Saturday, December 01, 2007

Shoveling Data

Because the 'zoo keeps many operations such as Graphic Design and Marketing in-house it generates a considerable amount of data on a day-to-day basis. It's a challenge to keep all this centralised and backed up. What I have done to achieve ample storage with basic redundancy is use a 'front end' NAS (Network Attached Storage) combined with a 'back end' NAS located elsewhere from the front end serving as the primary backup/archive.

The users access the front end NAS directly and generally work from its shares. This will change in future as I intend to access it as a iSCSI mount on a server. This NAS is a standard box housing JBOD and runs OpenFiler - you have probably read about it here earlier. The performance of this NAS is fairly ordinary but since its the network that presents the bottleneck its not something to be concerned about at this stage.

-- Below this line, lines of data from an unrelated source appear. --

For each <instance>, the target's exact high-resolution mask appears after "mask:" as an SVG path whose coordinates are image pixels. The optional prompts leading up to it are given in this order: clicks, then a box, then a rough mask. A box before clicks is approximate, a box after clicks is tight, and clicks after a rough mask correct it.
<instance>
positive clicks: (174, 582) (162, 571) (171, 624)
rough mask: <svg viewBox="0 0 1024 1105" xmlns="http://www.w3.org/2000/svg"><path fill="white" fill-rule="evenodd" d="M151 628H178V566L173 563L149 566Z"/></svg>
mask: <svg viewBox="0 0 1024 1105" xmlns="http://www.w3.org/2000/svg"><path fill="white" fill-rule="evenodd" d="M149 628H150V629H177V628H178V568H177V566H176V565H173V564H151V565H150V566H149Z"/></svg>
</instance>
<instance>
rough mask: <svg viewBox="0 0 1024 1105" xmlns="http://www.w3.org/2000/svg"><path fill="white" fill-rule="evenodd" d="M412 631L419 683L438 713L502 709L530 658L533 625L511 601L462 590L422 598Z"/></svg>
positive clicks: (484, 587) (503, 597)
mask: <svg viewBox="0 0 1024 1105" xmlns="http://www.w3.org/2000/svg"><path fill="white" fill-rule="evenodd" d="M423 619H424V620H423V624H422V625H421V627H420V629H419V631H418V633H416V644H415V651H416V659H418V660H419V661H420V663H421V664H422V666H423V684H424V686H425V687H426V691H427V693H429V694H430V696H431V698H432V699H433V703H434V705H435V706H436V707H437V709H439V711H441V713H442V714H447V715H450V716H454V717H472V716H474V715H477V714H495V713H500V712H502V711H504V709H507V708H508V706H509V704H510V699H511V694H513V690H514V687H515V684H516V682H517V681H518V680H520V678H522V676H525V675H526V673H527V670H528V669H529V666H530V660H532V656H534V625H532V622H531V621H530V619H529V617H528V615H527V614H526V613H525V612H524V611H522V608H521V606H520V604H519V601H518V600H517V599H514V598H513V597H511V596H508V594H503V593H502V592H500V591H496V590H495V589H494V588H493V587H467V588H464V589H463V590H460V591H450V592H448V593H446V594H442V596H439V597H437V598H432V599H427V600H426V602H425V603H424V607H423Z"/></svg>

The back end NAS is a purpose built NAS from a company called Thecus, the N5200. It houses up to 5 SATA disks and supports RAIDs 0 thru to 10. I've set up this particular one with 5 x 750GB disks with RAID5. This provides enough space to backup the front end NAS at maximum capacity - about 2.5TB total.

I'm currently backing up the front end NAS via rsync to the Thecus. I had to find the rsync 'module' to install on the Thecus first as it doesn't support it by default however it wasn't a difficult process.

I will consider a Thecus 1U4500 NAS to go with a future Novell OES2 server - mounting it as an iSCSI volume for localised e-mail/data archiving. This will probably use another 5200 for backups.

Overall this provides us with a sizable storage pool at a very reasonable cost. I would like to implement a proper SAN however our needs aren't that great at this stage and a single form of redundancy appears to be acceptable to management. I'll always plan for the upgrade though.